Greater environmental awareness amongst the general public and its impact on markets – dubbed the ‘Greta effect’ after teenage activist Greta Thunberg – could be around for many years to come, according to M&G Investments’ Maria Municchi.
Municchi, deputy manager of the £980.7m M&G Episode Income fund, said investors have been asking what the longer-term impact the ‘Greta effect’ could have on markets.
She said: “A question I have often been asked lately is ‘is the Greta effect going to last?’ How much influence is this public figure going to have and are the social movements she inspired really going to transform our society?
“The honest answer is [that] I don’t know, but human psychology in the time of social media would suggest that something else will soon capture public attention and imagination.”

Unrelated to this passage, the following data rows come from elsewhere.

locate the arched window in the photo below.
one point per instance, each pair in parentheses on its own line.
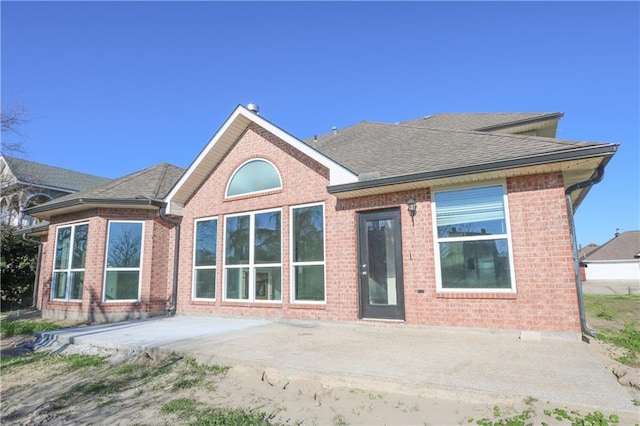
(254,176)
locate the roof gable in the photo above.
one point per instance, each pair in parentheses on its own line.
(480,121)
(222,142)
(44,175)
(140,188)
(388,150)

Municchi – who is also lead manager of the £13.2m M&G Sustainable Multi Asset fund – added: “However, what is not going away are the facts underpinning today’s society and the role they play in shaping the economic framework we operate in.”
The multi-asset manager said socio-economic trends over the past 150 years have brought great improvement to wellbeing and life expectancy, while lifting millions out of poverty.

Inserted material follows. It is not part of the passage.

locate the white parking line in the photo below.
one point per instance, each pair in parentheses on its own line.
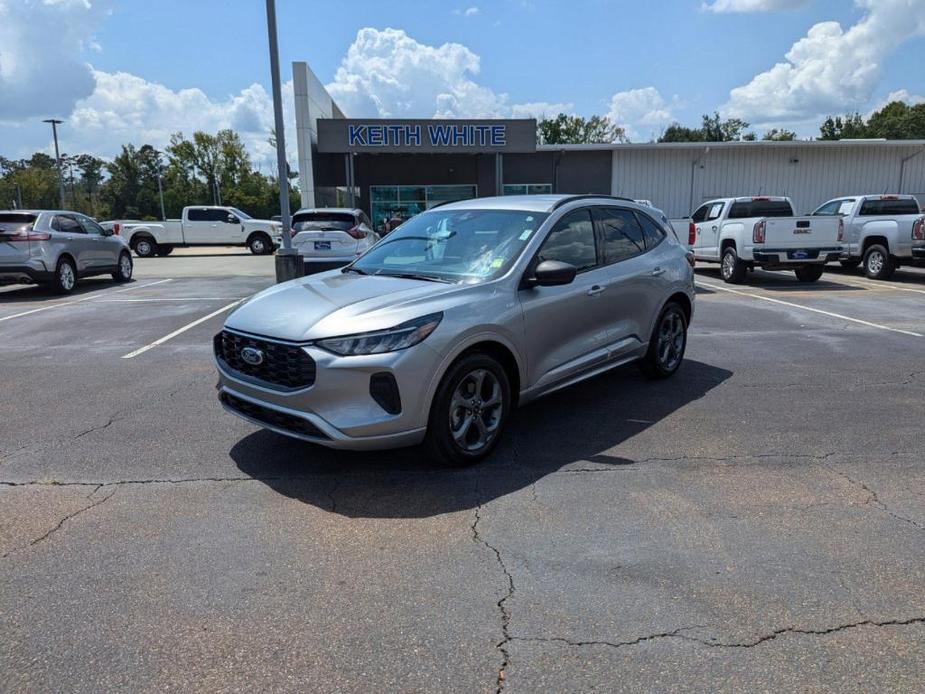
(142,350)
(77,301)
(807,308)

Rising global populations and economic growth, along with rapid industrialisation, globalisation and technological innovation, contributed to the period known as the ‘great acceleration’.

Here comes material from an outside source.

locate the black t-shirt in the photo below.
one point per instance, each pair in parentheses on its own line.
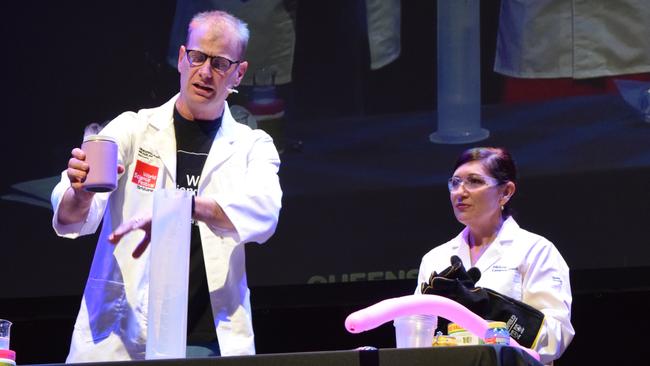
(193,142)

Yet, the ‘great acceleration’ has been accompanied by other Earth-system trends such as the intensification of biosphere degradation, increase in stratospheric ozone and a rise in carbon emissions.
“Manmade changes to the planet have been so significant in the last 150 years that scientists are referring to our times as a new geological epoch: the ‘Anthropocene’, where ‘the total amount of concrete ever produced by humans is enough to cover the entire Earth’s surface with a layer two millimetres thick’,” she said.
Earth system changes have become extremely important to the economic system, with the value of ecosystem services estimated at $125trn or 1.5x global GDP, according to the World Wide Fund for Nature.
“Most of the economic models through which countries and central banks used to assess the state of their society and the direction of their policies failed to include such important factors,” said the M&G manager.
“Those models have been built around linear economic systems where the natural environment is pretty much ignored, and with it the cost to society of exploiting and altering natural resources by sourcing materials or disposing waste – it being plastic, food or CO2.”
She added: “As we learn what the actual cost of such activities is and start to attribute an actual dollar price to it, our system can evolve towards a more circular economy.”
Nevertheless, the move to a more circular economy will require substantial product innovation (given that many are difficult to recycle), a change in consumption (towards more shared use) and renovation of some sectors, said Municchi.
However, while such a new type of economy might require more investment initially, there could be numerous cost efficiencies in the long term and pent-up demand among consumers.
“The market has been good at providing what people want, the question is whether consumer demand is sufficiently long-term and inclusive,” said the multi-asset manager.
“We can be cynical about the ‘Greta’ effect, but in so far as it shapes consumer tastes it can play an important role in harnessing capitalism to provide positive outcomes for the planet.”
As such, companies with a longer-term focus capable of becoming more environmentally and socially aware will gain a competitive advantage and create value for shareholders, said the M&G Sustainable Multi Asset manager.
This will require government support in the form of more supportive regulations, tax incentives and fiscal policies, however.
“In particular, the financial sector has an important role to play, not only because it provides the ‘fuel’ to such transformation, but also because of its inter- and intra- sectors influence which enables it to drive different aspects of the sustainability agenda,” added Municchi.
Meanwhile there are signs that attitudes and sentiment are beginning to change, such as correct pricing of natural resources, the development of the green bond markets and the increased integration of ESG (environmental, social & governance) factors into investment.
The fund manager concluded: “Looking ahead, the ‘Greta effect’ might fade but a sustainable economy might well become the reality.”
Performance of fund vs sector since launch
Source: FE Analytics
The M&G Sustainable Multi Asset fund has made a 6.27 per cent total return since launch compared with a 7.19 per cent gain for the average IA Mixed Investment 20-60% Shares peer. It has an ongoing charges figure (OCF) of 1.25 per cent.